This repository contains my individual contribution to the final group assignment of the CAB420 Machine Learning course at Queensland University of Technology (QUT). While the broader project compared SVM, XGBoost, DCNN, and Vision Transformer models in a team setting, this repository focuses exclusively on the SVM system I built end-to-end.
Only the SVM model and related experiments are uploaded here.
Alzheimer’s Disease (AD) is a progressive neurodegenerative disorder where early diagnosis is critical.
MRI scans reveal structural brain changes years before clinical symptoms, but manual MRI analysis is time-consuming and subjective, which motivates the use of machine learning to assist in automated diagnosis.
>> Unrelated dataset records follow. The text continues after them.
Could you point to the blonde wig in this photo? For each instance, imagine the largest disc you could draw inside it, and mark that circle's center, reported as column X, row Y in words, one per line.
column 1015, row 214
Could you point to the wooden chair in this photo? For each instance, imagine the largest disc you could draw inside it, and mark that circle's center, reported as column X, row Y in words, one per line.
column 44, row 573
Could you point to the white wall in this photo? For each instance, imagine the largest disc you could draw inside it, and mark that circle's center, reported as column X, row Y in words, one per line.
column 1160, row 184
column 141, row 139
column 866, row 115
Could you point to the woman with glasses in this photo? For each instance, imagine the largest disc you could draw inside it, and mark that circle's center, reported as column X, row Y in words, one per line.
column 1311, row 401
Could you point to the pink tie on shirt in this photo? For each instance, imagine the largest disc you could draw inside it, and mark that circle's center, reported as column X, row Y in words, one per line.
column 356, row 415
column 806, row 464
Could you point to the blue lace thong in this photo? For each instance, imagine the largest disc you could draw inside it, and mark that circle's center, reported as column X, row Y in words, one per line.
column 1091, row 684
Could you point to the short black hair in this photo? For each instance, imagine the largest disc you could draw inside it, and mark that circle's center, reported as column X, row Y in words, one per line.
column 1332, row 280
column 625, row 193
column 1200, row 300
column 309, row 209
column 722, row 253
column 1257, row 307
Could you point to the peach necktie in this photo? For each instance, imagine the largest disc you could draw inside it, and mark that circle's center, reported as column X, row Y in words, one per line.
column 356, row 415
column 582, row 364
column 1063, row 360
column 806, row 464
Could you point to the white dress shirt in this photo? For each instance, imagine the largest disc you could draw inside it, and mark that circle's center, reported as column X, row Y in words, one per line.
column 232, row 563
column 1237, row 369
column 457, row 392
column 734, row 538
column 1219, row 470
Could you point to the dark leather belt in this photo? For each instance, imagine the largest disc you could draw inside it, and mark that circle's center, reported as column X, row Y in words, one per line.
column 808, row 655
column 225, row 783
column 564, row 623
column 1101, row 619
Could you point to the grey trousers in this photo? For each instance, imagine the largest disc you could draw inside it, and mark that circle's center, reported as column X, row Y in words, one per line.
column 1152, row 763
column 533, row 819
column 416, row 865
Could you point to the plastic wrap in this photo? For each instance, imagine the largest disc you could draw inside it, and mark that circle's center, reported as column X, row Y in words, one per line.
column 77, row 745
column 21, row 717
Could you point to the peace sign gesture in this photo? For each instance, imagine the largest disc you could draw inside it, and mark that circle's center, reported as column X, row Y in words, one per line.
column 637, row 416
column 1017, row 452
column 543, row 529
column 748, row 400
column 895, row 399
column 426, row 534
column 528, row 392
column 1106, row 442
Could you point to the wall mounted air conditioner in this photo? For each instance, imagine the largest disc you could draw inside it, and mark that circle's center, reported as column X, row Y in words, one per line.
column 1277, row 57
Goal: Build an accurate, efficient, and reproducible classical ML pipeline to classify MRI slices into four Alzheimer’s disease stages.
How effective is a classical machine learning model (SVM) at classifying Alzheimer’s disease stages from brain MRI images, and how can its performance be optimised through feature engineering and dimensionality reduction?
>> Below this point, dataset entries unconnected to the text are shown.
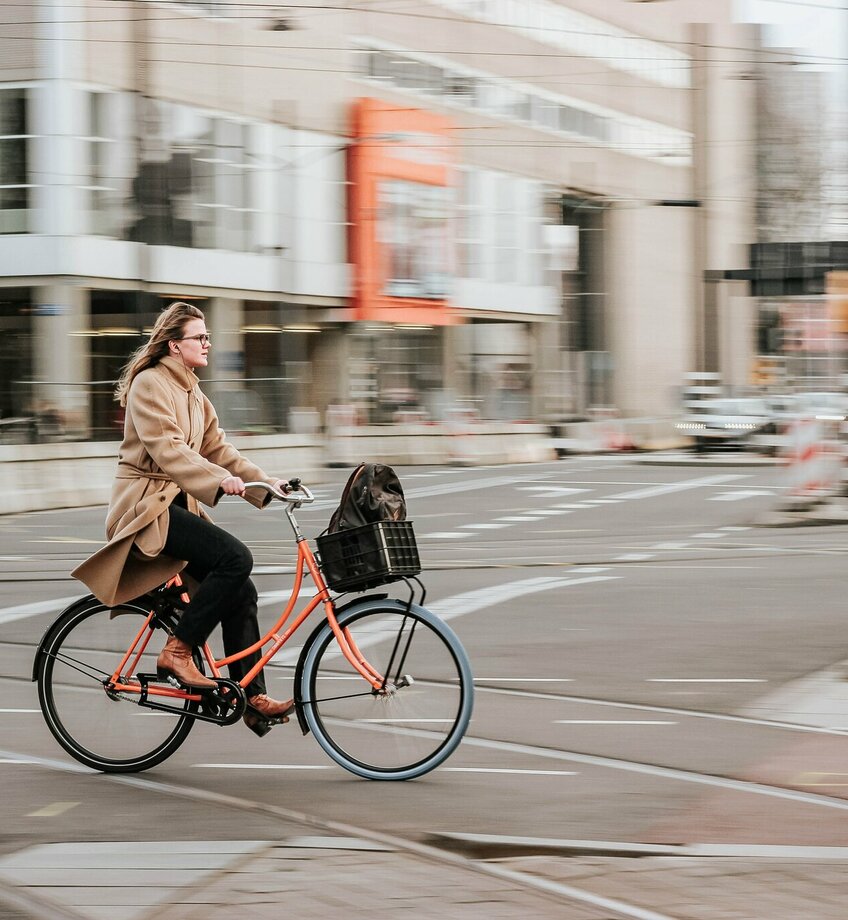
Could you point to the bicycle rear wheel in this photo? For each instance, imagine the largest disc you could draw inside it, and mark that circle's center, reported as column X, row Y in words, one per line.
column 419, row 718
column 106, row 731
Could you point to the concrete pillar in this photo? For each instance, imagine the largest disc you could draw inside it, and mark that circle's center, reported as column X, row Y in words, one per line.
column 226, row 369
column 62, row 396
column 331, row 356
column 58, row 161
Dataset: OASIS-1 (Source: Kaggle)
Modality: T1-weighted MRI (2D axial slices)
Image size: 128 × 128 (grayscale)
Classes:
- Non Demented
- Very Mild Demented
- Mild Demented
- Moderate Demented
- Explicit class balancing via over/under-sampling
- Deterministic splits using fixed random seed (42) for reproducibility
- Strict shape validation to prevent corrupted inputs
Data Splits (Balanced):
Split | Samples per Class | Total
Training | 4,000 | 16,000
Validation | 1,000 | 4,000
Test | 640 | 2,560
- Further Preprocessing
- Grayscale conversion
- Image flattening (128 × 128 → 16,384 features)
- Feature standardisation (StandardScaler)
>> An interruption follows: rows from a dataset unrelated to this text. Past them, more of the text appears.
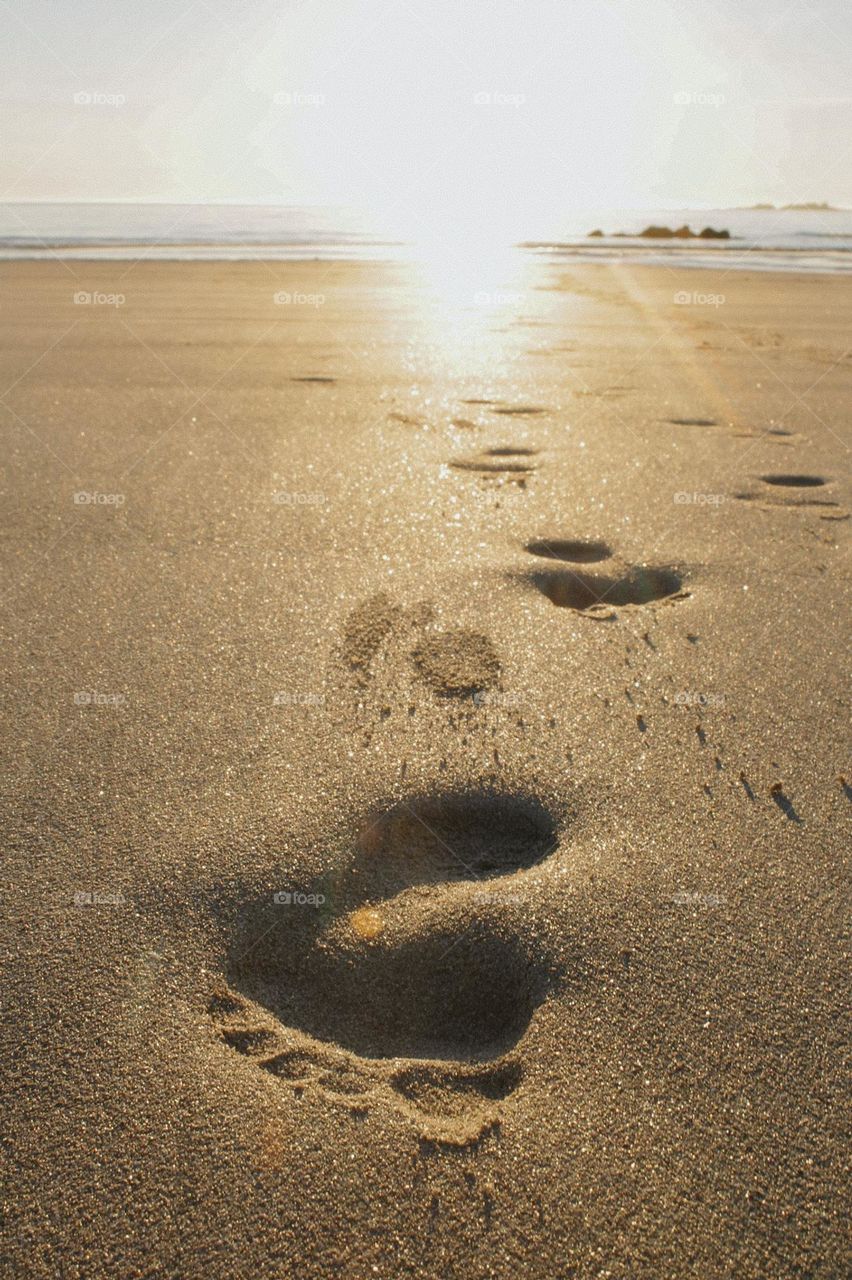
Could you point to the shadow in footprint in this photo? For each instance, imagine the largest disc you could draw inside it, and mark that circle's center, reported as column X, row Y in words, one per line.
column 520, row 410
column 569, row 549
column 511, row 451
column 784, row 804
column 795, row 481
column 491, row 465
column 452, row 837
column 590, row 592
column 434, row 1088
column 443, row 993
- Label conversion (one-hot → integer)
- Feature Extraction using HOG
Histogram of Oriented Gradients (HOG) was used to extract structural patterns and texture features relevant to brain MRI.
Why HOG?
- Captures anatomical structure better than raw pixels
- Reduces noise sensitivity
- Well-suited to medical imaging + classical ML
HOG Parameters:
Orientations: 9
Pixels per cell: (8, 8)
Cells per block: (2, 2)
Block norm: L2-Hys
Feature size reduction:
Raw pixels: 16,384
After HOG: 8,100
- Dimensionality Reduction using PCA This was done to improve efficiency and generalisation:
- PCA retaining 95% variance
- Reduced feature space: 8,100 → 1,616 This step reduced computational cost without sacrificing accuracy.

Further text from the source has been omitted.